Cet effacement profite toutefois nettement plus aux États-Unis qu’à l’Union soviétique : Truman, dès les années 1950, met sur pied un système de « défense » occidental, de la Déclaration tripartite du 25 mai 1950 au Pacte de Bagdad du 24 février 1955. Staline, lui, n’a recueilli quasiment aucun fruit de son pari sur Israël.

La parenthèse sioniste se referme
Après sa mort, ses successeurs ne tarderont pas à rompre avec Israël et à lorgner vers ses voisins arabes. Pourquoi ce nouveau retournement ? Laurent Rucker invoque deux facteurs essentiels. D’abord un facteur externe : Israël a perdu tout intérêt stratégique pour l’URSS, qui ne peut plus l’instrumentaliser afin d’approfondir les « contradictions interimpérialistes ». Ensuite un facteur interne : en URSS, le « sionisme » redevient un ennemi au même titre que l’« impérialisme » ou le « titisme ». C’est pourquoi, note Rucker, « la contradiction entre la politique intérieure – de répression des juifs d’URSS – et la politique extérieure – de neutralité passive à l’égard d’Israël – est devenue insurmontable »
La parenthèse « sioniste » se ferme complètement en 1955 : Moscou, renouant avec l’esprit du Premier Congrès des peuples d’Orient de Bakou (septembre 1920) se tourne vers le monde arabe. En guise de première étape, elle conclut avec l’Égypte de Nasser un contrat de livraison d’armes. Peu après, pendant la guerre de Suez (1956), elle se tient aux côtés des Arabes et joue un rôle décisif, avec les États-Unis, dans le coup d’arrêt porté à l’agression israélo-franco-britannique. Trente ans durant, l’URSS sera le grand allié du monde arabe contre son ancien allié israélien.

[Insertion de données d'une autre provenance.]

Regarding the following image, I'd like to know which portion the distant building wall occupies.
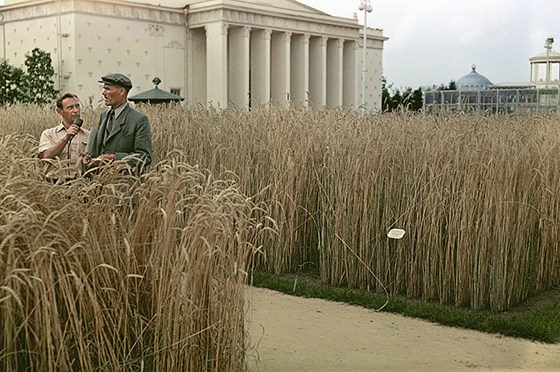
[0,0,387,110]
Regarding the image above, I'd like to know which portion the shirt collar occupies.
[55,121,66,132]
[111,102,128,119]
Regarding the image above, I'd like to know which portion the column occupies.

Devant le Soviet suprême, Nikita Krouchtchev semblera amnésique : « Nous comprenons les aspirations des peuples arabes qui luttent pour leur pleine libération de la domination étrangère. En conséquence, nous ne pouvons que condamner les actions d’Israël qui, depuis les premiers jours de son existence, a menacé ses voisins et adopté une politique hostile à leur égard. Il est clair que cette politique ne sert pas les intérêts d’Israël et que ceux qui l’adoptent bénéficient du soutien des puissances impérialistes […] Elles aspirent à utiliser Israël comme un instrument contre les peuples arabes avec pour objectif d’exploiter impitoyablement les richesses de la région. »
Le ministre israélien des Affaires étrangères, Abba Eban, lui, n’a rien oublié : « En 1948, reconnaît-il, Moscou nous avait soutenus parce que nous étions le meilleur garant du départ des Britanniques de Palestine. Une attitude identique de la part des pays arabes vis-à-vis de la Grande-Bretagne et de ses alliés amena par la suite les Russes à adopter une attitude pro-arabe. »
La meilleure synthèse est signée de l’historien israélien Yaacov Ro’i : « La dispute judéo-arabe plaça l’URSS devant un dilemme. À court terme, le Yichouv apparaissait comme la plus importante des deux parties localement en conflit, du point de vue et de son potentiel militaire et de sa détermination politique ; mais tout compte fait – une fois la tâche immédiate de mettre fin à la domination britannique accomplie – les Arabes, malgré leur orientation actuelle pro-britannique, seraient naturellement le facteur le plus important. »

Dominique Vidal est journaliste et historien.